Re: POKERSAM post# 14777

Friday, 05/30/2008 6:44:37 PM

Friday, May 30, 2008 6:44:37 PM

Post# of 31925
Benoît B. Mandelbrot, a renowned mathematician, is the father of fractal geometry.

Here is what he has said regarding whether Elliott waves can predict financial markets:

“But Wave prediction is a very uncertain business. It is an art to which the subjective judgment of the chartists matters more than the objective, replicable verdict of the numbers. The record of this, as of most technical analysis, is at best mixed.”

Technical analyst David Aronson, author of Evidence-Based Technical Analysis: Applying the Scientific Method and Statistical Inference to Trading Signals, has written:

“The Elliott Wave Principle, as popularly practiced, is not a legitimate theory, but a story, and a compelling one that is eloquently told by Robert Prechter. The account is especially persuasive because EWP has the seemingly remarkable ability to fit any segment of market history down to its most minute fluctuations. I contend this is made possible by the method's loosely defined rules and the ability to postulate a large number of nested waves of varying magnitude. This gives the Elliott analyst the same freedom and flexibility that allowed pre-Copernican astronomers to explain all observed planet movements even though their underlying theory of an Earth-centered universe was wrong.

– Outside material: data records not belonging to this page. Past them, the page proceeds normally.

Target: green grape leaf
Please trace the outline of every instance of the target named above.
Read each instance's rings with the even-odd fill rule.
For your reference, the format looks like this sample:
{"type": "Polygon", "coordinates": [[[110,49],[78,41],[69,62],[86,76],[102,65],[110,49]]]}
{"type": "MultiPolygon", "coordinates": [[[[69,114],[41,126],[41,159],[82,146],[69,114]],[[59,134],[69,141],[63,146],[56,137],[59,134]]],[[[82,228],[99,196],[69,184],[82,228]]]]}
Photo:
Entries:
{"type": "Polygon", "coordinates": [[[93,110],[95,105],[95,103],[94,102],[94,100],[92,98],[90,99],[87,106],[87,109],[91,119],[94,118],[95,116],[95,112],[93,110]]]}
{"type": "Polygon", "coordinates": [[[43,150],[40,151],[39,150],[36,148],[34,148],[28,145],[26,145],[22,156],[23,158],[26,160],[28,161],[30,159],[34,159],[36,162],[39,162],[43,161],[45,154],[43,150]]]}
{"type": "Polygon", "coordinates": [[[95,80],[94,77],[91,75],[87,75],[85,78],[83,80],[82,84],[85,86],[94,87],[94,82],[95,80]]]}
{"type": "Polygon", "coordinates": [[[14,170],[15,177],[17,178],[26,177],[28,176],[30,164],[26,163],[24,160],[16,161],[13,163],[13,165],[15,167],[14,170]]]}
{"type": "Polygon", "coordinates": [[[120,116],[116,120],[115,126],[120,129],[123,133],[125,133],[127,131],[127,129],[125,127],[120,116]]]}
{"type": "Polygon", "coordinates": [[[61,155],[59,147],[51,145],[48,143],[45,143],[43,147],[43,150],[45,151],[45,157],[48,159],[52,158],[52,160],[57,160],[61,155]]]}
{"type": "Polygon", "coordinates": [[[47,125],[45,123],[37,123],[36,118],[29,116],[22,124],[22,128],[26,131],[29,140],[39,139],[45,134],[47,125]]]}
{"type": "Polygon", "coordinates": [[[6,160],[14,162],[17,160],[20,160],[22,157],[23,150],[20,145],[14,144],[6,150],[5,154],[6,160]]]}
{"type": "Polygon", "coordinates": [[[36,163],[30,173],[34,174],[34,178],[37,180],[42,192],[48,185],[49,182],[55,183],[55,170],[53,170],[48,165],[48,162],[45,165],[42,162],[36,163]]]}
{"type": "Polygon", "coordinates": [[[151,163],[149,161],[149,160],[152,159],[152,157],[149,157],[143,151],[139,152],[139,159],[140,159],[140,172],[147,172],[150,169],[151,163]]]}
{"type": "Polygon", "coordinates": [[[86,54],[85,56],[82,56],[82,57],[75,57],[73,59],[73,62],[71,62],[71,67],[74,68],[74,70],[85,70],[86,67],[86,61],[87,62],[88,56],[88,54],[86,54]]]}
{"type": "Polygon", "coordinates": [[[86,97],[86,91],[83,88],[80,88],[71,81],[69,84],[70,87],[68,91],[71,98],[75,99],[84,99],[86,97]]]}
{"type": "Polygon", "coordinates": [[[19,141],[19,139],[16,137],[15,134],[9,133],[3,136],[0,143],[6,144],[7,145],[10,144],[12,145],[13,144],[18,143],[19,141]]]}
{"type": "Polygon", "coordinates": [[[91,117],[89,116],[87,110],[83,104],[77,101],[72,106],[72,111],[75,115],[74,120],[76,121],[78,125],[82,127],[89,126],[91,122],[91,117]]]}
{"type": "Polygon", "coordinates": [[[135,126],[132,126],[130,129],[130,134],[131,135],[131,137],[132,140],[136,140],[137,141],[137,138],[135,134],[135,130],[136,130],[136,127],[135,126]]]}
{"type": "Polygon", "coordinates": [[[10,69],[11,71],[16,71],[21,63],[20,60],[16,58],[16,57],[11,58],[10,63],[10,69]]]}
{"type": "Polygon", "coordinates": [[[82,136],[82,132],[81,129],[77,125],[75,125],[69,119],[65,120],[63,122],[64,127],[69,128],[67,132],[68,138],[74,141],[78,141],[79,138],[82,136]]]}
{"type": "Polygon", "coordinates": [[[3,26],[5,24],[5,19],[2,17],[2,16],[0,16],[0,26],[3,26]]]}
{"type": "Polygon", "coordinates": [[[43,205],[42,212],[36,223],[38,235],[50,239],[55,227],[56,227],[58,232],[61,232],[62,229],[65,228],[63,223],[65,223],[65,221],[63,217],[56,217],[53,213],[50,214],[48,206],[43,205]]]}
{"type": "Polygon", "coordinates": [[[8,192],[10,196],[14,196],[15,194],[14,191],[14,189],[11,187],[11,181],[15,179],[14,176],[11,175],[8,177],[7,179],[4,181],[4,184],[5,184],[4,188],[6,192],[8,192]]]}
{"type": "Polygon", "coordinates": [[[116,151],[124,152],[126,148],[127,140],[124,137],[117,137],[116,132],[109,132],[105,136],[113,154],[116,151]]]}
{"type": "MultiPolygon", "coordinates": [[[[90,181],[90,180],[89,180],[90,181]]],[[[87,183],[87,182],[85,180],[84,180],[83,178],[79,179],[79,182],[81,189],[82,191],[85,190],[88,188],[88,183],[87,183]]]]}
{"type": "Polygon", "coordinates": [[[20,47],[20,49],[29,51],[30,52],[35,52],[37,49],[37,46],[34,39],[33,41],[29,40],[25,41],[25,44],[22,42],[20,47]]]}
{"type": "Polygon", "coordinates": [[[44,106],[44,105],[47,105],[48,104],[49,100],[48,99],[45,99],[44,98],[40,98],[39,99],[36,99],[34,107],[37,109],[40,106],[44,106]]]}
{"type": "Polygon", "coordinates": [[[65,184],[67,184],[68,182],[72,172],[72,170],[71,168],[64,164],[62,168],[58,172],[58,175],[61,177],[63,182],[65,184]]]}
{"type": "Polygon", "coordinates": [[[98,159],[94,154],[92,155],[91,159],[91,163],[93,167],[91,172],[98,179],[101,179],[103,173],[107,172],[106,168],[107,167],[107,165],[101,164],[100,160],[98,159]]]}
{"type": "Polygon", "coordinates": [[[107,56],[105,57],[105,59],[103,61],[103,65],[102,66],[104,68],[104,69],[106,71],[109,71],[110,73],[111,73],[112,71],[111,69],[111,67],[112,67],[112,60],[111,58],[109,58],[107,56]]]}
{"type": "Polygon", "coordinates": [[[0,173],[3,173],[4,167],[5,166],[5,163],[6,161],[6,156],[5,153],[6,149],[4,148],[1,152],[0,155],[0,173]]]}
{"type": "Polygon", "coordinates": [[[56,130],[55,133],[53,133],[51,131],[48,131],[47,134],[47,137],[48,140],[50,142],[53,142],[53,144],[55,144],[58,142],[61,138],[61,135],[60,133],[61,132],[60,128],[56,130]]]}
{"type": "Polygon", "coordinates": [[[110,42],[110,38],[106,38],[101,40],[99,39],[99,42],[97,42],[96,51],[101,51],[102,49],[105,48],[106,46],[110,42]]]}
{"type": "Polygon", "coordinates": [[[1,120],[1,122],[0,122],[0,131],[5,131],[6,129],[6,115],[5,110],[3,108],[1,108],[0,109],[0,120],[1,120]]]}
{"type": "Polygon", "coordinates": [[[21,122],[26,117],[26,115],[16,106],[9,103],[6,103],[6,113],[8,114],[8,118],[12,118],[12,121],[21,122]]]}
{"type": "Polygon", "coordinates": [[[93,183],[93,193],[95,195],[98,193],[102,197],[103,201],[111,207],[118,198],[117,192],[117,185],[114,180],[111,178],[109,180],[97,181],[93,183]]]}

Finance professor Roy Batchelor and researcher Richard Ramyar, a former Director of the United Kingdom Society of Technical Analysts and Head of UK Asset Management Research at Reuters Lipper, studied whether Fibonacci ratios appear non-randomly in the stock market, as Elliott's model predicts. The researchers said the:

"idea that prices retrace to a Fibonacci ratio or round fraction of the previous trend clearly lacks any scientific rationale." They also said "there is no significant difference between the frequencies with which price and time ratios occur in cycles in the Dow Jones Industrial Average, and frequencies which we would expect to occur at random in such a time series."